The European climate and refrigeration association Eurovent has questioned the validity of a European Commission (EC) report on the uptake and adoption of hydrocarbon-based refrigerants.
The report, titled Evaluation and impact assessment for amending Regulation (EU) No 517/2014 on fluorinated greenhouse gases – which was published on 6 May 2021 – explores the data, issues and solutions relating to reducing the emissions and use of fluorinated gases (F-gases), which contribute significantly to global warming.
In the report, which was produced with assistance from independent German research institute Öko-Recherche, “maximum substitution” scenarios assume environmentally friendly hydrocarbon (HC) refrigerants being used in significant quantities.
In the small heat pump sector, for example, HCs are expected to account for 90 per cent of the market by 2025. In large split air conditioners and variable refrigerant flow (VRF) systems, HC-based solutions are expected to account for 100 per cent of the market by 2030.

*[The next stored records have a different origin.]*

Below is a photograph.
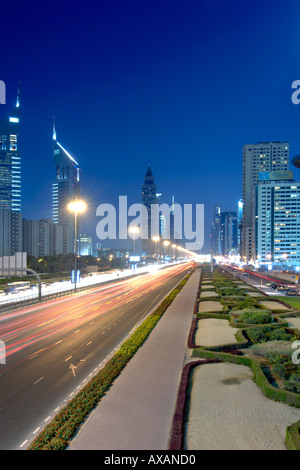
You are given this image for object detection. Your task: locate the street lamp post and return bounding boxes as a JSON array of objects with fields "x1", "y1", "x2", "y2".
[
  {"x1": 152, "y1": 236, "x2": 160, "y2": 259},
  {"x1": 164, "y1": 240, "x2": 170, "y2": 261},
  {"x1": 68, "y1": 199, "x2": 86, "y2": 292},
  {"x1": 129, "y1": 227, "x2": 140, "y2": 255}
]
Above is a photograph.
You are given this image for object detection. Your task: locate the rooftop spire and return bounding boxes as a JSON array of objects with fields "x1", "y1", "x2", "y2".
[
  {"x1": 16, "y1": 82, "x2": 20, "y2": 108},
  {"x1": 52, "y1": 116, "x2": 56, "y2": 140}
]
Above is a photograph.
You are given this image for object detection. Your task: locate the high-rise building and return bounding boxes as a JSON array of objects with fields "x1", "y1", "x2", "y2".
[
  {"x1": 53, "y1": 119, "x2": 80, "y2": 253},
  {"x1": 0, "y1": 208, "x2": 23, "y2": 256},
  {"x1": 255, "y1": 171, "x2": 300, "y2": 267},
  {"x1": 237, "y1": 199, "x2": 244, "y2": 255},
  {"x1": 241, "y1": 142, "x2": 289, "y2": 262},
  {"x1": 142, "y1": 165, "x2": 158, "y2": 254},
  {"x1": 211, "y1": 204, "x2": 221, "y2": 256},
  {"x1": 220, "y1": 212, "x2": 238, "y2": 256},
  {"x1": 79, "y1": 233, "x2": 93, "y2": 256},
  {"x1": 0, "y1": 85, "x2": 21, "y2": 212},
  {"x1": 21, "y1": 219, "x2": 69, "y2": 258}
]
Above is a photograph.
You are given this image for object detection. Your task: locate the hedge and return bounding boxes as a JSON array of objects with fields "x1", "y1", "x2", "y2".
[{"x1": 27, "y1": 270, "x2": 194, "y2": 450}]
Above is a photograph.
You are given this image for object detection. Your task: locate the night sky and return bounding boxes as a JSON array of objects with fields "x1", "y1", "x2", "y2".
[{"x1": 0, "y1": 0, "x2": 300, "y2": 252}]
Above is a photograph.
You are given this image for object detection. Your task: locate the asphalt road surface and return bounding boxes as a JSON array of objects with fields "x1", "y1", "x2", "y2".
[{"x1": 0, "y1": 263, "x2": 191, "y2": 450}]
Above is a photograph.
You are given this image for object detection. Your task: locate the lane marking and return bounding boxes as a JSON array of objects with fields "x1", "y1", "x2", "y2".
[{"x1": 33, "y1": 377, "x2": 44, "y2": 385}]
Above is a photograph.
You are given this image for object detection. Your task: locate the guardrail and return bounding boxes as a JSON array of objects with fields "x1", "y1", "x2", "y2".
[{"x1": 0, "y1": 261, "x2": 186, "y2": 313}]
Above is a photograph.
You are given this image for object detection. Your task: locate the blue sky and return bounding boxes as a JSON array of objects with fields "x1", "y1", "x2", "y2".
[{"x1": 0, "y1": 0, "x2": 300, "y2": 252}]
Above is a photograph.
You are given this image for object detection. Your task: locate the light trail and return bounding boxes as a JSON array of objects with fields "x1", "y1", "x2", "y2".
[{"x1": 0, "y1": 263, "x2": 192, "y2": 357}]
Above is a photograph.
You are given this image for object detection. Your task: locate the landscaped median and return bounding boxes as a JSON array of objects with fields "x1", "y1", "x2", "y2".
[
  {"x1": 169, "y1": 267, "x2": 300, "y2": 450},
  {"x1": 28, "y1": 270, "x2": 194, "y2": 450}
]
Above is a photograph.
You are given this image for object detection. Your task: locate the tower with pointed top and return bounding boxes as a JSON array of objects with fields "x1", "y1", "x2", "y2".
[
  {"x1": 52, "y1": 118, "x2": 80, "y2": 254},
  {"x1": 142, "y1": 165, "x2": 158, "y2": 254},
  {"x1": 0, "y1": 84, "x2": 21, "y2": 212},
  {"x1": 0, "y1": 83, "x2": 23, "y2": 256}
]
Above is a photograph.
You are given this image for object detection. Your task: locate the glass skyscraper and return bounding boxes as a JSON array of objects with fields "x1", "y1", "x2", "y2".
[
  {"x1": 52, "y1": 118, "x2": 80, "y2": 253},
  {"x1": 0, "y1": 85, "x2": 21, "y2": 212},
  {"x1": 142, "y1": 165, "x2": 158, "y2": 254}
]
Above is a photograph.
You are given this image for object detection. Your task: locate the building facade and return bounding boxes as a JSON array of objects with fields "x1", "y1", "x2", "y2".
[
  {"x1": 256, "y1": 171, "x2": 300, "y2": 268},
  {"x1": 210, "y1": 204, "x2": 221, "y2": 256},
  {"x1": 0, "y1": 208, "x2": 23, "y2": 256},
  {"x1": 52, "y1": 120, "x2": 80, "y2": 253},
  {"x1": 220, "y1": 212, "x2": 238, "y2": 256},
  {"x1": 142, "y1": 165, "x2": 159, "y2": 254},
  {"x1": 241, "y1": 142, "x2": 289, "y2": 262},
  {"x1": 0, "y1": 86, "x2": 21, "y2": 212},
  {"x1": 23, "y1": 219, "x2": 69, "y2": 258}
]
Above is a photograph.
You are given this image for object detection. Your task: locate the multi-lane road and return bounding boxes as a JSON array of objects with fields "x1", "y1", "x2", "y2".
[{"x1": 0, "y1": 263, "x2": 191, "y2": 450}]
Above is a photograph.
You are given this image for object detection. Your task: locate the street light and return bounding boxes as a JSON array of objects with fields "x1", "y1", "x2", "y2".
[
  {"x1": 164, "y1": 240, "x2": 170, "y2": 260},
  {"x1": 152, "y1": 236, "x2": 160, "y2": 258},
  {"x1": 68, "y1": 199, "x2": 86, "y2": 292},
  {"x1": 129, "y1": 227, "x2": 140, "y2": 255}
]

These natural refrigerants have zero ozone-depletion potential (ODP) and a low global warming potential (GWP), which makes them appealing and greener replacements for many common and long-established refrigerants.
However, Eurovent – in a press release published on its website – has suggested that these substitution scenarios are unrealistic, in part because many barriers exist with regards to the use of highly flammable HC refrigerants in heating and air conditioning equipment.
Because the EC’s review study could be used to drive amendments to the F-gas regulations, unfeasible requirements could ultimately be enforced. Eurovent has subsequently contacted the EC and those involved, as well as other industry representatives, to flag the concerns and work towards a sensible, viable series of amended F-gas regulations.